The 'Four Serious Songs' were published in the summer of 1896 with a dedication to Max Klinger, his personal friend, of whose work, including that inspired by his own compositions, he became a warm admirer, though he at first disliked the painter's 'Brahms Fantasie.'
Three of the songs deal grimly with the thought of death (Eccles. iii. 19-22, iv. 1-3; Ecclus. xli. 1, 2); the fourth has for its text St. Paul's beautiful glorification of love (1 Cor. xiii. 1-3, 12, 13):
'For that which befalleth the sons of men befalleth beasts; as the one dieth, so dieth the other, for all is vanity....
'Though I spake with the tongues of men and of angels, and had not love, I should be as sounding brass or a tinkling bell....
'We see now through a glass, in a dark word, but then face to face. Now I know it partly, but then I shall know it as I am known.

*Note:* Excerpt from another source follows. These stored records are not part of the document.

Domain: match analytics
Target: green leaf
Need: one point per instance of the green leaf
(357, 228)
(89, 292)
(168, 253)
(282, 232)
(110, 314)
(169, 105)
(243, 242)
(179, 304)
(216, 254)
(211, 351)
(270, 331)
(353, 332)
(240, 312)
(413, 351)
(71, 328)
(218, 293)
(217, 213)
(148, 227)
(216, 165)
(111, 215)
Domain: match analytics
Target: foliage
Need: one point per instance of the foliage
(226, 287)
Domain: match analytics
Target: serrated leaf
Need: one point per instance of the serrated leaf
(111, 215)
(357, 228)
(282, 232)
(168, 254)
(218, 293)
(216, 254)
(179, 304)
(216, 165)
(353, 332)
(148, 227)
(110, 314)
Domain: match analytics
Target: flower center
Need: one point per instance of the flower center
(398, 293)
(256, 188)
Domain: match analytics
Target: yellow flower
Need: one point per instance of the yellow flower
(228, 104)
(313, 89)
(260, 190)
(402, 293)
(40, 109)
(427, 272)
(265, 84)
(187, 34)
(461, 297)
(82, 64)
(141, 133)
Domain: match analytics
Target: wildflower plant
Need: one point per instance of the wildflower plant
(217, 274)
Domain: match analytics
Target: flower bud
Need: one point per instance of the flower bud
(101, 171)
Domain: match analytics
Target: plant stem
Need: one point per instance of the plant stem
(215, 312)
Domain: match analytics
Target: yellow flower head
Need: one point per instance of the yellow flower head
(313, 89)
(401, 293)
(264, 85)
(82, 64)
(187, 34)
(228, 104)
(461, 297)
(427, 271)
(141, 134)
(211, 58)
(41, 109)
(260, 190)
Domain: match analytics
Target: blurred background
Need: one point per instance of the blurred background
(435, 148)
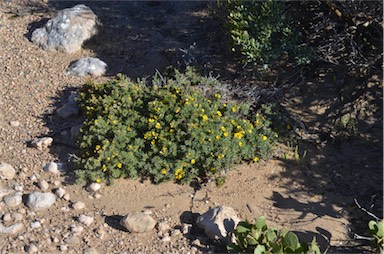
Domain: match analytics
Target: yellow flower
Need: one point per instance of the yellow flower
(179, 173)
(238, 135)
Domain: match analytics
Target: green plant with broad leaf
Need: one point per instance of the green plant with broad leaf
(258, 238)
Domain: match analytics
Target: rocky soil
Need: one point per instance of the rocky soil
(139, 38)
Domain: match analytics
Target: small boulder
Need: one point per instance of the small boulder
(40, 200)
(87, 66)
(138, 222)
(7, 171)
(42, 143)
(68, 30)
(218, 223)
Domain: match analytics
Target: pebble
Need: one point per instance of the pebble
(86, 220)
(60, 192)
(31, 248)
(43, 185)
(52, 168)
(42, 143)
(93, 187)
(7, 171)
(14, 123)
(13, 200)
(78, 205)
(40, 200)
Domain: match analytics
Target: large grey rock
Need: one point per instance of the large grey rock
(87, 66)
(40, 200)
(218, 223)
(138, 222)
(7, 171)
(68, 30)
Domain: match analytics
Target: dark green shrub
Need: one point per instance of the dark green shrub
(165, 132)
(261, 31)
(258, 238)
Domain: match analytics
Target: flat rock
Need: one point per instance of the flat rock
(218, 223)
(42, 143)
(87, 66)
(7, 171)
(138, 222)
(40, 200)
(68, 30)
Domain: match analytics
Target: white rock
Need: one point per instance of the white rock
(42, 143)
(218, 223)
(68, 30)
(31, 248)
(60, 192)
(93, 187)
(87, 66)
(13, 200)
(78, 205)
(138, 222)
(11, 230)
(86, 220)
(52, 168)
(43, 185)
(40, 200)
(7, 171)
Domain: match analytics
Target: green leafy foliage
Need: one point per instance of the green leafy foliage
(258, 238)
(262, 32)
(165, 132)
(376, 230)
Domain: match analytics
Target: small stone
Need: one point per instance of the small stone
(52, 168)
(11, 230)
(90, 251)
(77, 230)
(39, 200)
(7, 217)
(72, 239)
(7, 171)
(138, 222)
(166, 239)
(17, 216)
(43, 185)
(31, 248)
(66, 197)
(93, 187)
(60, 192)
(13, 200)
(78, 205)
(36, 224)
(86, 220)
(14, 123)
(42, 143)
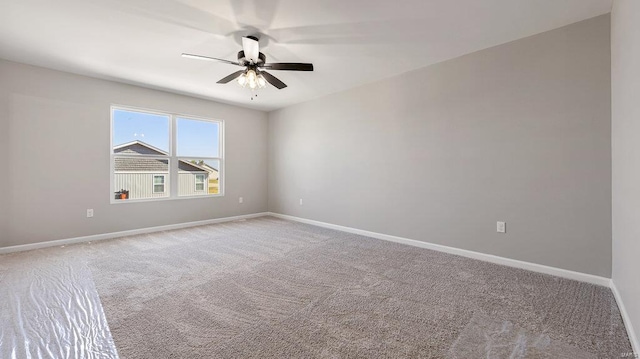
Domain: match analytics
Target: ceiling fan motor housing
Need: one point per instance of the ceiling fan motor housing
(243, 60)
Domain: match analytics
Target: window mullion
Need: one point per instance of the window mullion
(173, 164)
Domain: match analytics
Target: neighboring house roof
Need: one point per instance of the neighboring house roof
(138, 147)
(133, 164)
(209, 168)
(190, 167)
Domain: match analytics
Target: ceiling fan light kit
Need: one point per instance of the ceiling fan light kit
(253, 76)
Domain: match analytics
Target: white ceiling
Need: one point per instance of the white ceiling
(350, 42)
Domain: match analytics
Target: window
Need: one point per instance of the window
(158, 155)
(158, 184)
(200, 182)
(199, 156)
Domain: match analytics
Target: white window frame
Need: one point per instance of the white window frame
(173, 183)
(164, 183)
(204, 183)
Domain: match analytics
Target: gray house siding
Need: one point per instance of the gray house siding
(187, 184)
(140, 185)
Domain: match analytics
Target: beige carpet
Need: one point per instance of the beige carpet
(269, 288)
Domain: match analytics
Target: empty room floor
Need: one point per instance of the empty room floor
(270, 288)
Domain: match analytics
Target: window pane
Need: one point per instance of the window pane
(198, 138)
(140, 133)
(197, 177)
(140, 177)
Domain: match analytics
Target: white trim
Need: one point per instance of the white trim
(132, 232)
(564, 273)
(635, 345)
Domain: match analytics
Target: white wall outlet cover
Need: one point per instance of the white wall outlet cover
(501, 227)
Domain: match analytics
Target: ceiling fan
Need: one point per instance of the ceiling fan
(255, 63)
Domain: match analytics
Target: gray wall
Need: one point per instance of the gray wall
(625, 89)
(55, 128)
(519, 132)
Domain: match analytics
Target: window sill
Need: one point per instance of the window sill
(114, 201)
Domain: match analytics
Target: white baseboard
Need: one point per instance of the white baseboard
(635, 345)
(98, 237)
(564, 273)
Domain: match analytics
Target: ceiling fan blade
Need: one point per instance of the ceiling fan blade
(207, 58)
(231, 77)
(273, 80)
(290, 66)
(251, 48)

'Now remain faith, hope, love; but the greatest is love.'
It is certain that Brahms speaks to us in the songs from the depth of his convictions. Herr Geheimrath Dr. Engelmann arrived one evening in the course of the summer on a day's visit to Ischl. Brahms called at his hotel at six o'clock the next morning, and after breakfast brought his friend back to his rooms, where they spent several hours together. The composer was in delight over some lately-arrived volumes of the complete edition of Schubert's works, then in progress, and could not sufficiently express his joy in their contents. 'See here,' he said, with his energetic enthusiasm, as he pointed to one place after another with beaming face and lightening eyes—'see here, what a splendid fellow he was! People talk of him as a mere melodist, but look what material he had even in his early works; look what the melodies are, how they grow.' By-and-by, taking up a copy of the 'Four Serious Songs,' he said: 'Have you seen my protest? I wrote these for my birthday.'
The explanation of these words is that the master viewed with mistrust, or even dislike, modern efforts to revivify and popularize the services of the Evangelical Church by the introduction of sacred musical works composed for the purpose, of which those of Heinrich von Herzogenberg may be taken as the type. Brahms, who subscribed to no church dogmas, regarded this tendency as artificial, and therefore as weak and unhealthy, and much as he admired Herzogenberg's powers, he regretted that they were dominated during the last ten years of his creative activity by his strong ecclesiastical bias.[86] Brahms' love of the Bible and his preference for Scriptural texts was, as we know, not that of what is conventionally called a 'pietist.' He spoke in the language of the people's book as a realist who was at the same time an idealist. He has so arranged the texts of his German Requiem that it would be difficult to construe the work as the embodiment of a definite belief, and he expressly refused to enlarge it into an account of the Passion, Death, and Resurrection of Christ; and yet, as we have endeavoured to show, it contains the presentiment, the inspiration, of something positive. From Brahms' standpoint the attempt to go behind the mysteries of life and death, to construct the unspeakable, the unthinkable, into verbal formulæ, is not only predoomed to failure, but is almost irreverent. Yet, as we may remember, 'he had his faith,' and if anything may be judged of it from the story of his life, the spirit of his works, this faith lay in acceptance of the immutability of truth, the sacredness of life, and the sovereignty of love.
Brahms had been settled in his rooms at Ischl scarcely a fortnight, when he was profoundly shaken by the tidings of Frau Schumann's death. She passed away peacefully at her home in Frankfurt on May 20, in the seventy-seventh year of her age, and was laid to rest by her husband's side at Bonn on Whit Sunday, May 24. The story of her life, triply crowned by fame, love, and sorrow, remains amongst the ideal possessions of the world.